Vatican Astronomer Rebuts Cardinal's Attack on Darwinism
Constance Holden in Science august 12
Is the Catholic Church rethinking its support for evolution? That's what Cardinal Christoph Schönborn, the archbishop of Vienna, suggested last month in The New York Times when he asserted that the church does not accept "neo-Darwinism." His 7 July opinion piece disturbed many scientists, especially those in the United States already worried about a resurgence of creationism and its "scientific" cousin, intelligent design.
Last week, with no utterance forthcoming from the new pope, the Vatican's chief astronomer George Coyne took it upon himself to rebut Schönborn. Writing in the 5 August edition of The Tablet, Britain's Catholic weekly, the Jesuit priest accused the cardinal of "darken[ing] the already murky waters" of the evolution debate. He also pointed out that the International Theological Commission under the presidency of Cardinal Ratzinger, now Pope Benedict XVI, issued a statement last year that saw no conflict between Darwin's ideas and the teachings of the Church.
In his Times piece "Finding Design in Nature," Schönborn last month dismissed as "vague and unimportant" the declaration of Pope John Paul II in 1996 that evolutionary theory is compatible with Catholic doctrine. "Evolution in the sense of common ancestry might be true," the cardinal wrote, "but evolution in the neo-Darwinian sense--an unguided, unplanned process of random variation and natural selection--is not."
It didn't take scientists long to react. On 13 July, three figures prominent in defending the teaching of evolution in the United States sent a letter to the new pope urging him to reaffirm his predecessor's statement. In these "difficult and contentious times," wrote physicist Lawrence Krauss of Case Western Reserve University in Cleveland, Ohio, Francisco Ayala of the University of California, Irvine, and Brown University biologist Kenneth Miller, "the Catholic Church [must] not build a new divide ... between scientific method and religious belief."
Biologist Peter Raven, head of the Missouri Botanical Garden and a member of the Pontifical Academy of Sciences, thinks scientists may have "overreacted" to Cardinal Schönborn's comments. In fact, Raven says, there is no evidence that the statement was cleared with the pope. It reflects "a pretty serious misunderstanding of what evolution is and what the church had done before," he adds. Raven doubts that Benedict, who was an honorary member of the Pontifical Academy before he succeeded John Paul II, is about to switch course. "The church has had the same view on evolution for about 75 years," he says. But Krauss is not so optimistic. "Based on what I've read about this pope," he says, "it's not at all clear" where he stands. Cardinal Schönborn's spokesperson Erich Laetenberger did not make the matter any clearer: "The cardinal only expresses what the church thinks about the issue," he told Science.

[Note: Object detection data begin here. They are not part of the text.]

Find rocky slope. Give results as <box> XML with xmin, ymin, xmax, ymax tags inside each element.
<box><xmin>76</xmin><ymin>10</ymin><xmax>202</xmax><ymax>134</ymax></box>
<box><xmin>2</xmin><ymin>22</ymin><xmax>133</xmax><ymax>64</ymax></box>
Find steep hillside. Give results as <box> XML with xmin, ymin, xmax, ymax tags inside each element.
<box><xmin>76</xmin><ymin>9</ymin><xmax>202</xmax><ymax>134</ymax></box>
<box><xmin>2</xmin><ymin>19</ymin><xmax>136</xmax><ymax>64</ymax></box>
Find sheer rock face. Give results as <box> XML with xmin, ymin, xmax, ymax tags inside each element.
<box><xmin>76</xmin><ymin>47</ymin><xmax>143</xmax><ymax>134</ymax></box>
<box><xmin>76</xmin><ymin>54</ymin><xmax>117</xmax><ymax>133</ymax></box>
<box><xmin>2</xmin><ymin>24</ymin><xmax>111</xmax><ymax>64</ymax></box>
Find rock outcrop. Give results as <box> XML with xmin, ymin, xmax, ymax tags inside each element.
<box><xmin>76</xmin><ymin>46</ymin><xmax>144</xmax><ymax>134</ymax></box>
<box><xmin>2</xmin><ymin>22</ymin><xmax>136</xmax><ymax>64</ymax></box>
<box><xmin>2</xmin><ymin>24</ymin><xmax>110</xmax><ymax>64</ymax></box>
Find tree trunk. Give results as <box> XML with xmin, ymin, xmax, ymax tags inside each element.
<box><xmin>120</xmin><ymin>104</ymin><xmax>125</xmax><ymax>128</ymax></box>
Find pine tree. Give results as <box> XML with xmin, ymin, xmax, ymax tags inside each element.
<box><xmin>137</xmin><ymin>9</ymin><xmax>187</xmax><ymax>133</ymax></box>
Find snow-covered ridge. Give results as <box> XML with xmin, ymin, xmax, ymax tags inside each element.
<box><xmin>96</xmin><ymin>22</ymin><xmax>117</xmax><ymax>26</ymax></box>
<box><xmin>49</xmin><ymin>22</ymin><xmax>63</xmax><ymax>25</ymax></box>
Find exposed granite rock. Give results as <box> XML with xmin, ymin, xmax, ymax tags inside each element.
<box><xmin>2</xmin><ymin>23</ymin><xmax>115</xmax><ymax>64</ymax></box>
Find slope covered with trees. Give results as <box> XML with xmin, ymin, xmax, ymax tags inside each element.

The academy's president, physicist Nicola Cabibbo of the University of Rome, has promised to look into the issue, says academy member and astronomer Vera Rubin of the Carnegie Institution in Washington, D.C. In an interview in the 18 July issue of the National Catholic Reporter, Cabibbo indicated that he endorses the views held by Pope John Paul II on evolution. Although some scientists think that "evolutionism" rules out God, Cabibbo declared, "this extension of Darwin's theory is not part of what has been discovered by science." Coyne makes reference to this debate in his recent essay, noting that "there appears to exist a nagging fear in the church" that the universe as defined by science "escapes God's dominion."
Meanwhile, defenders of evolution are still lamenting a comment last week by a vacationing President George W. Bush, in response to a reporter's question, suggesting that public schools should teach students about intelligent design (Science, 5 August, p. 861). Groups representing biologists, astronomers, and science teachers, among others, have shot off letters to the White House expressing their dismay.